I dunno. It’s not like this is any real concern, not yet, and I know that in the end publishers want quality product over shoveled-out shit. But I’m already feeling a social pinch because I’m treating this crazy hobby of mine like a career. What happens when it becomes a career, albeit a side one? Can I be the Cassie and wall all that out to make this happen? Am I that devoted?

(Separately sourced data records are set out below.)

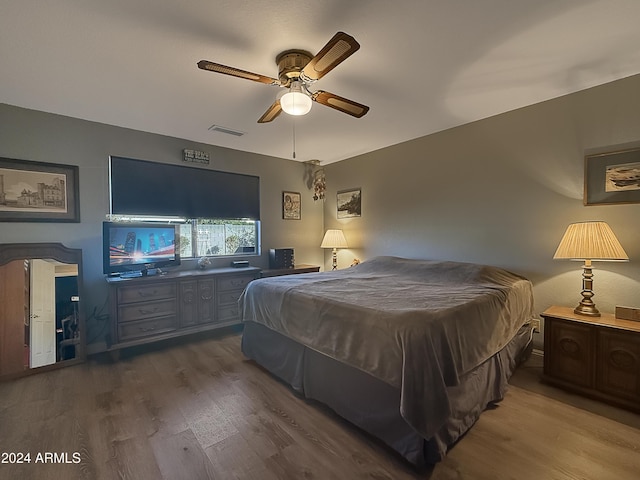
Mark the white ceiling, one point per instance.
(423, 65)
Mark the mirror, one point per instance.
(41, 321)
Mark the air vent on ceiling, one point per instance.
(228, 131)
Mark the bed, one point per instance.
(411, 351)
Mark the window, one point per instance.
(214, 237)
(210, 237)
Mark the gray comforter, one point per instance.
(418, 325)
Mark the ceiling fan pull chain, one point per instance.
(294, 138)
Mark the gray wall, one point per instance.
(37, 136)
(500, 191)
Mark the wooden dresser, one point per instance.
(148, 309)
(595, 356)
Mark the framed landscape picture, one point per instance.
(349, 203)
(38, 192)
(612, 178)
(291, 205)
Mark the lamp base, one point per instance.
(588, 310)
(586, 305)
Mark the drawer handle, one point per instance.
(148, 312)
(144, 294)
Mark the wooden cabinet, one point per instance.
(148, 309)
(595, 356)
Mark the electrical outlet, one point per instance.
(535, 323)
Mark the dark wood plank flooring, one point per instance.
(200, 410)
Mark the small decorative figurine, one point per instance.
(203, 262)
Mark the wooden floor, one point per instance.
(200, 410)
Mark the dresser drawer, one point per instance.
(143, 310)
(234, 283)
(144, 293)
(146, 328)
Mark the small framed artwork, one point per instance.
(612, 178)
(349, 203)
(291, 205)
(38, 192)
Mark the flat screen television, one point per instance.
(135, 249)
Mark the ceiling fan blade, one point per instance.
(338, 49)
(272, 112)
(236, 72)
(342, 104)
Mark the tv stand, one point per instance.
(131, 274)
(145, 309)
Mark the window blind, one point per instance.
(140, 187)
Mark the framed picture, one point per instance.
(291, 205)
(349, 203)
(38, 192)
(612, 178)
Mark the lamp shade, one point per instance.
(334, 239)
(590, 241)
(295, 101)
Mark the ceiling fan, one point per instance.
(297, 71)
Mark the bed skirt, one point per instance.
(374, 405)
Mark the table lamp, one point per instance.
(334, 239)
(589, 241)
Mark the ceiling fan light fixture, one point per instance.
(296, 101)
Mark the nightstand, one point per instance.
(300, 268)
(595, 356)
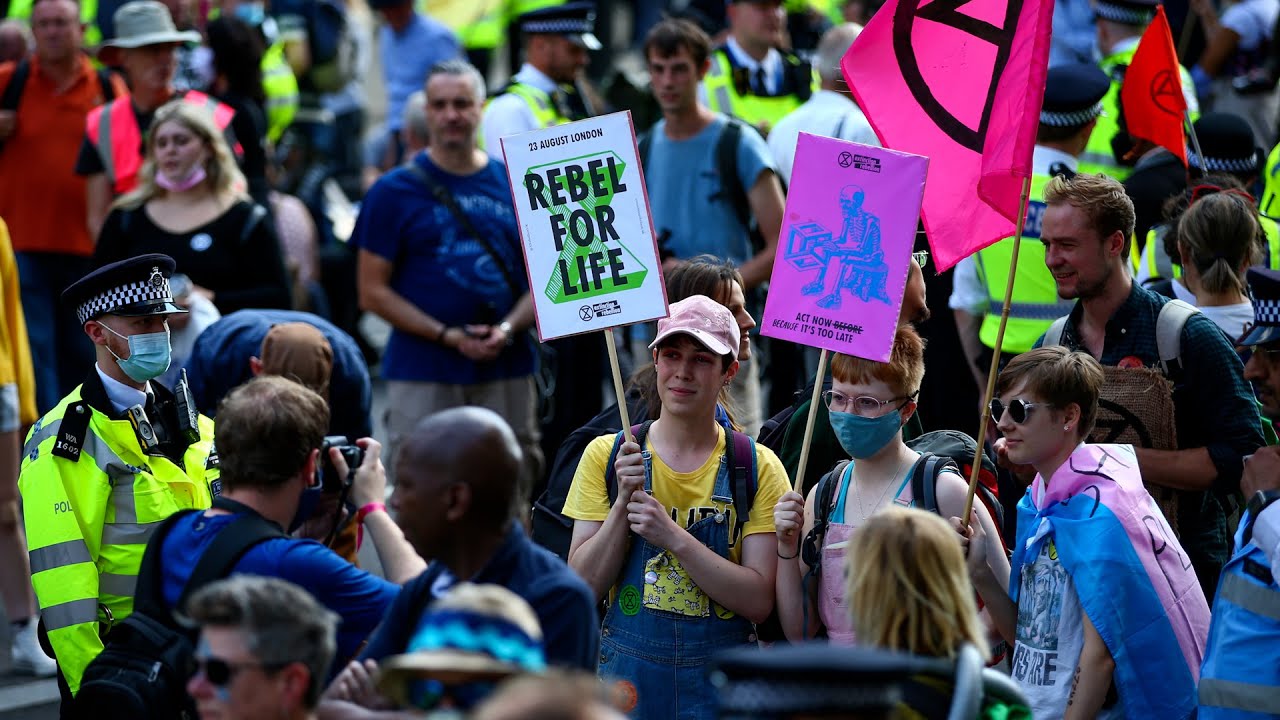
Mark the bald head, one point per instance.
(472, 446)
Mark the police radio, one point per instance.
(184, 405)
(142, 428)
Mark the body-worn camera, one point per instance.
(351, 452)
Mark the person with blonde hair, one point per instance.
(869, 404)
(908, 588)
(191, 205)
(1102, 605)
(1217, 238)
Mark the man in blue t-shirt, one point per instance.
(268, 438)
(456, 500)
(458, 304)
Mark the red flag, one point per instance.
(1152, 91)
(960, 82)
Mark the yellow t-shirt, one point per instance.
(688, 496)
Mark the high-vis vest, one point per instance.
(1034, 304)
(280, 87)
(115, 135)
(1270, 203)
(1160, 265)
(21, 9)
(1240, 673)
(723, 96)
(90, 501)
(1098, 156)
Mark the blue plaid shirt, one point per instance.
(1214, 405)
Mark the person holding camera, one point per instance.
(270, 437)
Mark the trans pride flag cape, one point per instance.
(1134, 579)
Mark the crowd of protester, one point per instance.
(202, 208)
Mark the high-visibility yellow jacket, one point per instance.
(90, 501)
(280, 87)
(1034, 304)
(732, 96)
(1098, 156)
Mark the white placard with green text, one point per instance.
(584, 219)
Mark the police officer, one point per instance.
(1230, 149)
(1073, 105)
(750, 78)
(1120, 24)
(108, 463)
(544, 92)
(1240, 674)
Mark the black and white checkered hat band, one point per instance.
(1121, 14)
(124, 296)
(1223, 164)
(1070, 119)
(558, 27)
(1266, 311)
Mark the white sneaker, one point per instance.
(28, 656)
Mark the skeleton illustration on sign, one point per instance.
(850, 261)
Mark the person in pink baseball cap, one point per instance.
(673, 528)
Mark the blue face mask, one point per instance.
(149, 355)
(863, 437)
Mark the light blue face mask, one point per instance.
(149, 355)
(864, 437)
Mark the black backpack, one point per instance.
(142, 671)
(553, 531)
(938, 450)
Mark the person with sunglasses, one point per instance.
(1196, 463)
(265, 646)
(869, 404)
(1106, 616)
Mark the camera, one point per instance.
(351, 452)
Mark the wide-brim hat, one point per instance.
(474, 633)
(145, 22)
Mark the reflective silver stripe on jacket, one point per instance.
(59, 555)
(1251, 597)
(1239, 696)
(67, 614)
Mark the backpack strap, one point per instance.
(743, 475)
(1054, 335)
(1169, 333)
(824, 501)
(611, 478)
(245, 532)
(149, 591)
(726, 164)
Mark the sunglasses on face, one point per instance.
(1018, 410)
(220, 673)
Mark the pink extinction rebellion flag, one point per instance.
(960, 82)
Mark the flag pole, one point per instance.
(995, 355)
(617, 383)
(808, 427)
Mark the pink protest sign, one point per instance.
(845, 247)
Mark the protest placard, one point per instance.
(845, 249)
(584, 219)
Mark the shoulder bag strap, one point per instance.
(444, 197)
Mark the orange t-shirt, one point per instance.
(41, 197)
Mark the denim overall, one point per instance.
(661, 655)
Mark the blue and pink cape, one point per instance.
(1134, 579)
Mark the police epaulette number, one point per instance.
(71, 433)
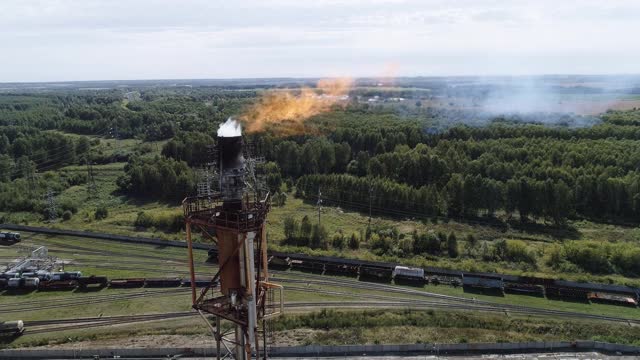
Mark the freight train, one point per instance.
(9, 238)
(11, 328)
(61, 281)
(486, 283)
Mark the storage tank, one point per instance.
(14, 283)
(31, 282)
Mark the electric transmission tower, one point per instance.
(51, 205)
(319, 204)
(92, 189)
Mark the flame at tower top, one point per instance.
(230, 128)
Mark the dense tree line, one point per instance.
(157, 178)
(25, 150)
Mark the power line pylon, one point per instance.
(92, 189)
(51, 205)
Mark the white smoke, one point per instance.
(230, 128)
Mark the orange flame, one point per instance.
(289, 111)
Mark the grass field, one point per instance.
(115, 260)
(538, 238)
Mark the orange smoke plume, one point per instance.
(289, 110)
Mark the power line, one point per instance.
(51, 205)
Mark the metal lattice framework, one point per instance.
(233, 217)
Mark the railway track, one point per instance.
(63, 303)
(432, 299)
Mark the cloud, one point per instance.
(92, 39)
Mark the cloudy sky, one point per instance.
(53, 40)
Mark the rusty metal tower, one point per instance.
(234, 219)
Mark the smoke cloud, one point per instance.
(285, 112)
(230, 128)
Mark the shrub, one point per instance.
(143, 220)
(452, 245)
(66, 215)
(101, 212)
(337, 241)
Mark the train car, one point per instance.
(212, 255)
(404, 274)
(58, 285)
(437, 276)
(443, 280)
(66, 275)
(308, 266)
(31, 282)
(43, 275)
(200, 282)
(524, 289)
(9, 238)
(373, 273)
(163, 282)
(612, 299)
(601, 288)
(98, 281)
(11, 328)
(127, 283)
(336, 268)
(279, 262)
(482, 284)
(565, 293)
(15, 283)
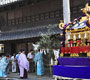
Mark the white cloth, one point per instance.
(30, 56)
(13, 64)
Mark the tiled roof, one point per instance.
(30, 32)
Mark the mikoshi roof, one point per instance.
(5, 2)
(80, 24)
(30, 32)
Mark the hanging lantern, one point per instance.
(74, 37)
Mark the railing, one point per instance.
(75, 12)
(35, 18)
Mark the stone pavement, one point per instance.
(31, 76)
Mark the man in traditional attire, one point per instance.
(23, 64)
(13, 63)
(39, 61)
(17, 57)
(30, 57)
(3, 66)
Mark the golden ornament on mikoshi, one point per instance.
(77, 35)
(86, 10)
(71, 36)
(61, 25)
(82, 34)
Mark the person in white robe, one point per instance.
(13, 63)
(23, 64)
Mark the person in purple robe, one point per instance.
(23, 64)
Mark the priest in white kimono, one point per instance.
(39, 61)
(23, 64)
(3, 66)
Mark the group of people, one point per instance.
(22, 63)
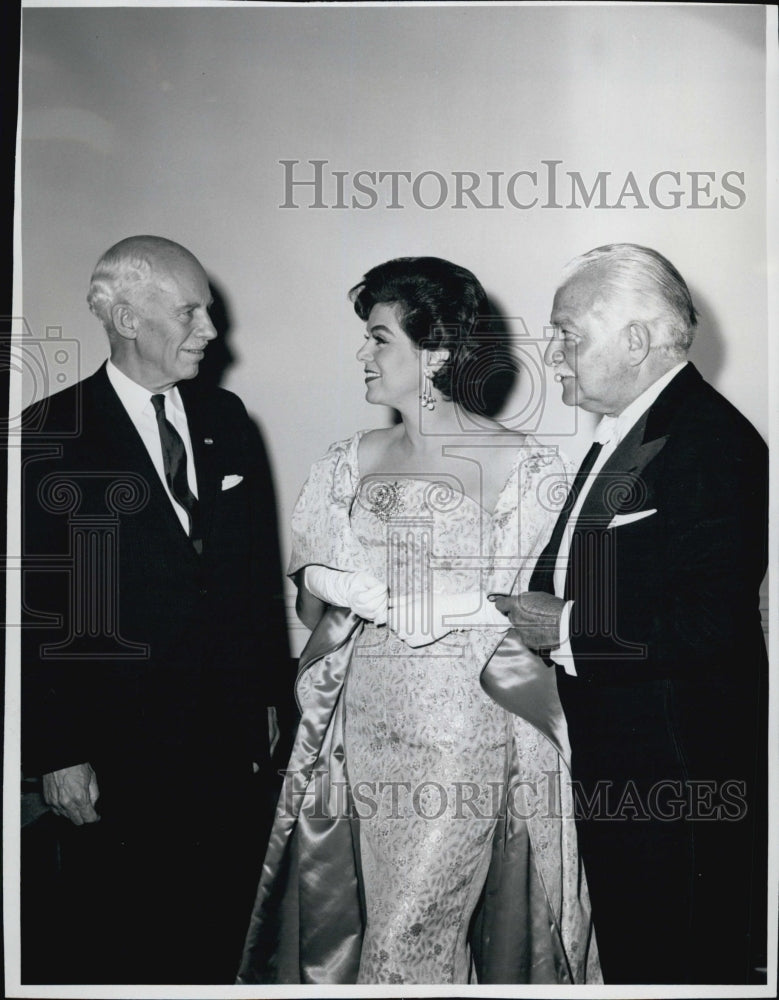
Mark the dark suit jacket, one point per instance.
(153, 663)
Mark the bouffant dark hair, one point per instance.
(439, 304)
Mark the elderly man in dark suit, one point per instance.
(154, 643)
(646, 598)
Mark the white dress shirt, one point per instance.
(137, 402)
(610, 432)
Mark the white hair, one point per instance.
(650, 277)
(127, 263)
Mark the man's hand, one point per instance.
(72, 792)
(537, 616)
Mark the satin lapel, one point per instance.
(206, 444)
(121, 443)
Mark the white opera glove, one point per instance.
(359, 591)
(424, 619)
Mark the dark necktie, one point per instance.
(174, 457)
(543, 574)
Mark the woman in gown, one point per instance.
(424, 833)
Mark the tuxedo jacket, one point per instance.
(666, 563)
(138, 652)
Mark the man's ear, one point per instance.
(638, 341)
(124, 320)
(434, 359)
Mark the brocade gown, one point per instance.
(434, 765)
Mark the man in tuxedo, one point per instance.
(646, 599)
(154, 643)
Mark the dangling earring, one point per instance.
(427, 398)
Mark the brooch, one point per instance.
(386, 500)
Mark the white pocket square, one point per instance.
(229, 481)
(619, 519)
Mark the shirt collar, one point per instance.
(134, 397)
(614, 429)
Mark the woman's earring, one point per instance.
(427, 398)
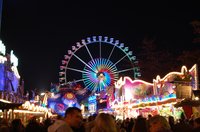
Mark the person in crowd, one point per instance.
(182, 125)
(17, 126)
(140, 125)
(4, 127)
(196, 125)
(33, 126)
(71, 122)
(158, 123)
(104, 123)
(171, 122)
(90, 123)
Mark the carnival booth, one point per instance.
(13, 103)
(137, 97)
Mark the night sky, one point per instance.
(41, 31)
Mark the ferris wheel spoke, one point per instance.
(89, 84)
(84, 62)
(99, 49)
(75, 81)
(119, 61)
(111, 53)
(88, 51)
(77, 70)
(124, 70)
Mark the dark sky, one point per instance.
(41, 31)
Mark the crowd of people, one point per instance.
(102, 122)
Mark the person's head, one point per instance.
(197, 122)
(104, 123)
(73, 117)
(140, 125)
(158, 123)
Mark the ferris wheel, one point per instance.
(96, 63)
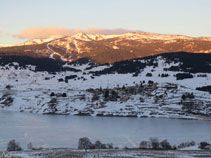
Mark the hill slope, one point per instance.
(174, 85)
(109, 48)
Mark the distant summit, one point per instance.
(108, 48)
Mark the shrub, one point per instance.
(186, 144)
(52, 94)
(29, 146)
(13, 146)
(149, 75)
(84, 143)
(203, 145)
(154, 143)
(64, 95)
(144, 145)
(165, 145)
(181, 76)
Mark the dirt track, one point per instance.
(135, 153)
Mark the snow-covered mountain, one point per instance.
(109, 48)
(173, 85)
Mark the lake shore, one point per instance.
(117, 153)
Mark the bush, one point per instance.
(155, 143)
(144, 145)
(64, 95)
(84, 143)
(181, 76)
(186, 144)
(203, 145)
(13, 146)
(149, 75)
(165, 145)
(29, 146)
(188, 95)
(52, 94)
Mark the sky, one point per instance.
(27, 19)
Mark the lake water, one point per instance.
(64, 131)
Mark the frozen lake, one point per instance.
(64, 131)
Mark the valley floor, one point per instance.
(122, 153)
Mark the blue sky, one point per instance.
(187, 17)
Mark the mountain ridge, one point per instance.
(109, 48)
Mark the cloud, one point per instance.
(46, 32)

And is that being a writer? I don’t know whether other writers in my rough area of evolution experience this kind of crunch. Maybe Kat Howard does it all in half an hour, maybe. Maybe they all get by with part-time jobs. Maybe I just need more time to write, which would make sense, because it certainly takes me more time to learn how to write than it does for other writers. (Which is not to say I’m a slouch, but I know a ton of people who put in less effort and write far better stories than I do. My main strength as a writer is not natural talent, it’s tenacity.) Do other pros and semi-pros like myself feel that drain on their friendships, that vague feeling like all the kids are outside playing baseball and you’re stuck inside practicing the violin?
This post has been brought to you by the Ferrett Overthinks Every Aspect of His Life Foundation.